Jeff Tribble asked why the K-12 school has a $652,000 debt that has to be paid back to the Bureau of Indian Education. Schlender responded by saying that there is no money that has to be paid back, but rather, it is money that the school doesn’t have. He said it is a budget shortfall due to the across-the-board education cuts Congress made in 2013 called “sequestration.”

Nearly $3 billion was cut from education resulting in less after-school programs, cuts to head starts, special education, and financial aid for college students, and has resulted in ballooning class sizes.

“We’ve had to make some very difficult cuts at the school,” Schlender said. Some of these cuts were the elimination of several teaching jobs which resulted in a student protest march in early May when students walked out of school and marched to the Monday morning tribal council meeting. Students were concerned that Native teachers are the ones losing their jobs while non-Native teachers at the school were retained.

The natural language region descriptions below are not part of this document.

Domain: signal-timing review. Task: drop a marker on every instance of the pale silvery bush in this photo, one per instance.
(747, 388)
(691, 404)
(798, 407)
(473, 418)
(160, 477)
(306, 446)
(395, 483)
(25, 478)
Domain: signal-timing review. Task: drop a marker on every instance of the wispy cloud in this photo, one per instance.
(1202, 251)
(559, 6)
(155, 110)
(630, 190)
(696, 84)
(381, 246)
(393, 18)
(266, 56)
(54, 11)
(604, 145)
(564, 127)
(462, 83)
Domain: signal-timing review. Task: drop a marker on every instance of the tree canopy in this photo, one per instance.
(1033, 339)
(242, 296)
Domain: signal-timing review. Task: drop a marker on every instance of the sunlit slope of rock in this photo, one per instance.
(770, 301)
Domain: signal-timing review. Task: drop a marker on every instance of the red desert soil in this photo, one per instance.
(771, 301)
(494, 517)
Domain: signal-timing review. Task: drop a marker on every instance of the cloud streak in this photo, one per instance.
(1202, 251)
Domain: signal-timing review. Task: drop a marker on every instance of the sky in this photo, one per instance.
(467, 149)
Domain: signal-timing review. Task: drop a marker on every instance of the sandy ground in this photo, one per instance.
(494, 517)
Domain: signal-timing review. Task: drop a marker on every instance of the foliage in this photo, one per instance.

The two schools were merged this school year because the Wadookadaading school, formerly a charter school through the Hayward School system, gave up its charter. Rather than close the school, which as Schlender pointed out, has produced over 80 Ojibwe language speakers since its conception in 2004. Schlender strongly believes in the importance of continuing to teach the Ojibwe language and says he will fight to keep the schools going, and that the success of the LCO School (including Wadookadaading) is at his core.

One tribal member, an employee of the school, told Schlender that prior to the merging of the schools, LCO School stayed within their budget and maintained their operations but now are at a $652,000 budget shortfall and having to endure these cuts. He said that the debt cannot be blamed on the school.

Schlender said that the real enemy is the federal government. “The money for our schools is just not there.”

Schlender also said in response to why LCO School doesn’t have an independent school board yet, and still operates with the tribal council acting as the board, is because statistics from the Bureau of Indian Education showed that most schools throughout Indian country fail when they have an independent school board.

The accusation of abuse of students by non-Native teachers and staff was also brought up before the council, which they didn’t respond to. A recent Sawyer County Record article about the protest march back in May mentioning the abuse accusations received a strongly-worded backlash from tribal council through a letter to the editor. The tribal council denied that such things occurred at our school but some tribal members have photographic evidence of punishments being doled out they said were unacceptable and shouldn’t happen at LCO.


Another issue brought up at the membership meeting Friday was about the retention of students at the school. It was asked why so many students are leaving the school and going to Hayward. Chairman Mic Isham said that they are concerned about it and that when students leave, they survey them. 

“The number one reason we’ve found why they are leaving is because we don’t enough sports programs. We’re trying to fix that by having co-op sports programs with area schools like Hayward and Winter,” Isham said.